It was written that ‘Golf is a good walk spoilt’.
Well a walk around the Olympic Club for two days has turned to misery for the game’s best players and it’s the USGA and not the golf course the cause for such anguish.
Oympic has made the world’s top three players look like the Three Stooges. How else do you explain three birdies between Luke Donald, Rory McIlroy and Lee Westwood but for a combined 19-over par on day one of the season’s second Major.
There was 781 bogeys recorded on day one compared to just 273 birdies from the 156 competitors.
As for the opening ‘Sadistic Six’, competitors have played the first six holes in 826-over par that included just 139 birdies but 675 bogeys, 84 double bogeys and 12 triple bogeys.
Not since the legendary Walter Hagen won the 1919 U.S. Open at 17-over par has guests at a Major Championship been so rudely embarrased by the hosts.
What we’ve seen now for two days in the Golden Gate City is weekend amateur stuff and not Major Championship material.
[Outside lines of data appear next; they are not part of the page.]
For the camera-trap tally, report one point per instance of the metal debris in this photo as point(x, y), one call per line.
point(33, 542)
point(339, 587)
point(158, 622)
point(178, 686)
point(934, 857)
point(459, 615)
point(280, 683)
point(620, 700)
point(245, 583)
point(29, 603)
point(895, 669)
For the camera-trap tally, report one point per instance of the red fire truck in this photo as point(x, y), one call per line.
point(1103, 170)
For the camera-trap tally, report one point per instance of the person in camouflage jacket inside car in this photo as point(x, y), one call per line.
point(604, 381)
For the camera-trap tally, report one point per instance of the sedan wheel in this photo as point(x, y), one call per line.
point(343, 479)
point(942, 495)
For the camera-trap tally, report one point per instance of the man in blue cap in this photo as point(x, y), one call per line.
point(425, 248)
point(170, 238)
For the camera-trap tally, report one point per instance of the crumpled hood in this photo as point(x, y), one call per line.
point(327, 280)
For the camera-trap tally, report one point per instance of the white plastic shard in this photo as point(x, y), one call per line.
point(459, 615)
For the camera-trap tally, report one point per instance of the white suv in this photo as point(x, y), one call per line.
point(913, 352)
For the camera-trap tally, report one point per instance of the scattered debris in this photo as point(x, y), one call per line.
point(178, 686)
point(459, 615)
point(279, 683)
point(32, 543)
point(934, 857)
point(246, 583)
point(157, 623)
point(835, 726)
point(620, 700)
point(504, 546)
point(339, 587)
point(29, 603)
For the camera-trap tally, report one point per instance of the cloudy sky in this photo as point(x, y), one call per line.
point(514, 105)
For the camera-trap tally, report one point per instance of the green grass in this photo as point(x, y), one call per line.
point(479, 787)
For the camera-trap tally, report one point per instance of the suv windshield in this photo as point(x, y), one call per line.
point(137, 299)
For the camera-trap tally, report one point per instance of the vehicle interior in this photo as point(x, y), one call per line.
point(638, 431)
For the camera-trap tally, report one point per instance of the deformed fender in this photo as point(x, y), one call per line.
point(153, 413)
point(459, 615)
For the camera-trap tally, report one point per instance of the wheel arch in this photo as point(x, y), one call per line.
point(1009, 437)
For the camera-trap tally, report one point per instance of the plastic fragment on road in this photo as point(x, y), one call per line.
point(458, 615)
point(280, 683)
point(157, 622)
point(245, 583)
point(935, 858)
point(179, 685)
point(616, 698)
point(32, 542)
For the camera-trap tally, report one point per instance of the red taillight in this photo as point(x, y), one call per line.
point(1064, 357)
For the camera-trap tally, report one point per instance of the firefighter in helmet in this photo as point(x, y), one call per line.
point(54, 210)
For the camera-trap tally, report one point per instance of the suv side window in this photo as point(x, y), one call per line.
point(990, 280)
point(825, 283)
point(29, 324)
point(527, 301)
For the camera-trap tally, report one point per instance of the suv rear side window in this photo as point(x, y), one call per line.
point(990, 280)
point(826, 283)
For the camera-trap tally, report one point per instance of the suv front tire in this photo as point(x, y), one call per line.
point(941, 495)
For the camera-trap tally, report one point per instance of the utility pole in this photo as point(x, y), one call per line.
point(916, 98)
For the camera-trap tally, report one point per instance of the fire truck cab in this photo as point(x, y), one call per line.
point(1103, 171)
Olympic is simply an uneven match-up. It’s like Mohamed Ali up against pint-sized Mickey Rooney.
Under the USGA’s ‘take no prisoners’ mentality, Olympic’s opening six holes have been renamed the ’Sadistic Six’.
One day one, this year’s U.S. Open field played the opening six holes in close to 500-over par. Yes, 500-over par.
There were cries of ‘Medic, Medic, Medic’ as players battled their way to the seventh bloodied, bruised and bandaged and there was still a dozen holes to play.
With conditions again perfect it’s same scenario on day two but with players now feeling as though they’ve been handed a life sentence and were being banished to Alcatraz for simply trying to break par.
Just four players - former champ, Jim Furyk, Belgium’s big-hitting Nicolas Colsaerts, double U.S. Open winner Ernie Els and American Steve Stricker were the only players in the morning half of the draw on day two to break par in carding one under par 69s. Furky in the clubhouse leading at one under par, Colsaerts at one over and Stricker (69) and Els (68) at four over par.
Who wants to attend a Major Championship and see just one player break par but also witness players like Donald, McIlroy, Trevor Immelman, Rickie Fowler, Ben Crane, Miguel Angel Jimenez, Gary Woodland and each staring at missing the cut with double digit over par figures?
The thing about Olympic is that it’s consistent. Every hole is consistently too long and consistently too penal.
Donald went to San Francisco having retained his BMW PGA title at Wentworth but he will back home in Chicago long before Tiger Woods completes his second round having crashed out with his worst-ever opening two round tally in a Major since being 14-over par on his Majors debut in the 1999 Open Championship at Carnoustie.
It also will be Donald’s poorest first two rounds in a U.S. Open since being eight over par after two days of the 2006 U.S. Open at Winged Foot where the Englishman eventually finished in a share of 12th place.
And while the USGA has put every concievable obstacle in front of the game’s best, the best in the game have taken it squarely on the chin.
But for how much longer?
SKY Sports Euan Murray commented: “Three over par is quite acceptable”.
Those present at Olympic Club would not agree. There is warm applause from the predominately Californian gallery but missing the roars and the cheers.
We heard just once on day one when Nick Watney joined a select few in holing out for an albatross ‘two’.